HVe's DVD of Grass is very entertaining. The 16:9 image is exceedingly bright and the clips very well presented. The excellent graphics are hilarious in themselves - every few minutes, another great one comes up, billboarding yet another lie about what the government says will happen to you if you use pot. As entertainment they succeed 100%, but like much of the rest of the show, they scream out a kind of hip lack of perspective that isn't going to produce any converts from the constituency Grass really needs to reach if it expects to influence the legalization movement. Ron Mann doesn't help any, by coming on in his interview like one of the Fabulous Furry Freak Brothers from the old Gilbert Shelton cartoon. He jumps right up and says he doesn't know anybody who doesn't smoke grass. I'm surprised he was able to make as balanced a docu as he did.

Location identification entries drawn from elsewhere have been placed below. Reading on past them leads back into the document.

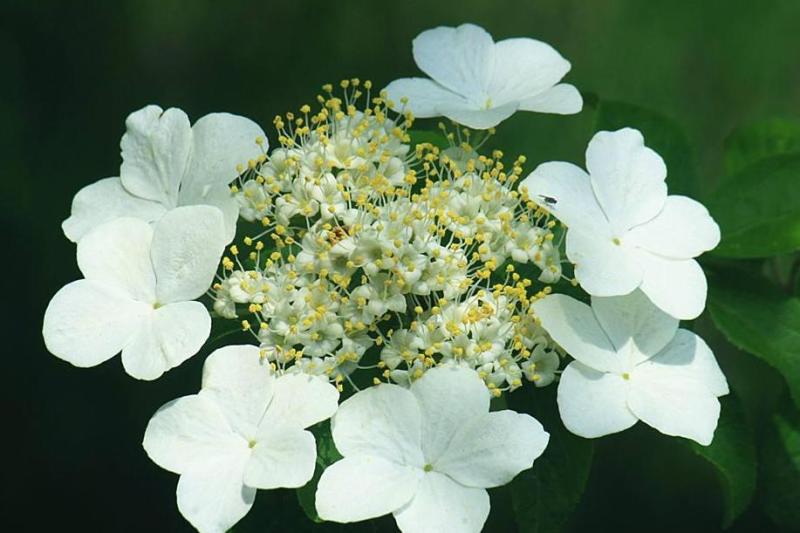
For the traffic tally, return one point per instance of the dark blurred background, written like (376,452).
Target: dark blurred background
(70,73)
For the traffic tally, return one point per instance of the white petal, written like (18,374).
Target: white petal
(441,504)
(363,487)
(283,456)
(491,449)
(677,286)
(449,397)
(524,68)
(573,325)
(425,96)
(241,384)
(88,322)
(688,356)
(214,498)
(188,433)
(573,201)
(593,404)
(155,152)
(103,201)
(117,253)
(603,267)
(681,407)
(628,178)
(682,230)
(634,325)
(478,119)
(301,400)
(563,99)
(218,196)
(459,58)
(171,335)
(187,246)
(383,421)
(221,141)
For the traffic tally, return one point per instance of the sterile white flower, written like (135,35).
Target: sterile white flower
(244,430)
(632,363)
(479,83)
(624,231)
(136,295)
(425,454)
(166,163)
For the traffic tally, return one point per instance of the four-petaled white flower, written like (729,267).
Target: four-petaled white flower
(632,363)
(624,231)
(136,295)
(167,163)
(425,454)
(244,430)
(479,83)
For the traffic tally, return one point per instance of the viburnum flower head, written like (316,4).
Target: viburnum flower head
(479,83)
(425,454)
(632,363)
(624,232)
(136,295)
(244,430)
(166,163)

Some docus can have a positive effect on society, like the celebrated The Thin Blue Line. There's a difference between trying to change unjust, bad laws, and merely claiming full bragging rights for ownership of the Truth. Satire, from National Lampoon Magazine on, has screamed the Truth loud and clear and accomplished absolutely nothing except the spread of defeatism and despair. How do you measure the impact of The Atomic Cafe, when today's papers are full of people advocating using nuclear weapons, and the government coming up with bright new plans to use nukes to solve all kinds of 'potential' political problems? The makers of Grass mean well, but they shine no light on any possibility of America shaking pot prohibition, and settle for the satisfaction of being correct-thinking, ultra-hip liberals.  1

Favorite shot: the drugged mouse in the marijuana lab experiment, keeling over from its delirious high. The final joke on the production is from the MPAA, which rated it R for drug content. That's like disallowing kids from seeing a show about avoiding sex predators, because it has sexual content.


On a scale of Excellent, Good, Fair, and Poor, Grass rates:
Movie: Good
Video: Excellent
Sound: Excellent
Supplements: Deleted title sequence, Trailer, Magazine cover gallery of issues of High Times, interactive guide to marijuana laws, state-by-state in the U.S.
Packaging: Amaray case
Reviewed: April 13, 2002


Footnote:

1. Okay, so where does Savant stand in this issue, to feel himself qualified to make such moralistic pronouncements? I've never done pot, never seen the need. I've got friends who experimented thoughtfully with real drugs, and I respect them, but I knew too many faux-liberal kids in college who used dope out of pure mental laziness, or from a general lack of will or direction. I knew plenty of sharp and motivated individuals to whom pot did absolutely no harm, but I have to say I think it did nothing for most of the rest. For many, I can't help but believe that grass represented a crutch that made them feel all the more powerless and unlikely to succeed in whatever they were trying to do. That said, although I never personally heard of anyone who advanced from pot to anything harder, it's obvious that the illegality of pot would put one in contact with plenty of people who knew of harder drugs - the impairment of judgement that occurs while high on pot could very easily get someone to take something harder - while already high. I never had any contact with cocaine circles - those people were both younger than I and apparently had a lot of money to inhale, and in the beginning they suffered from the illusion that cocaine would be as non-addictive as pot, which is totally untrue. My take is that marijuana should be quietly legalized. But even if liberal politics would allow it, it's something that the sensation-seeking, scandal-mongering television news would never allow to happen.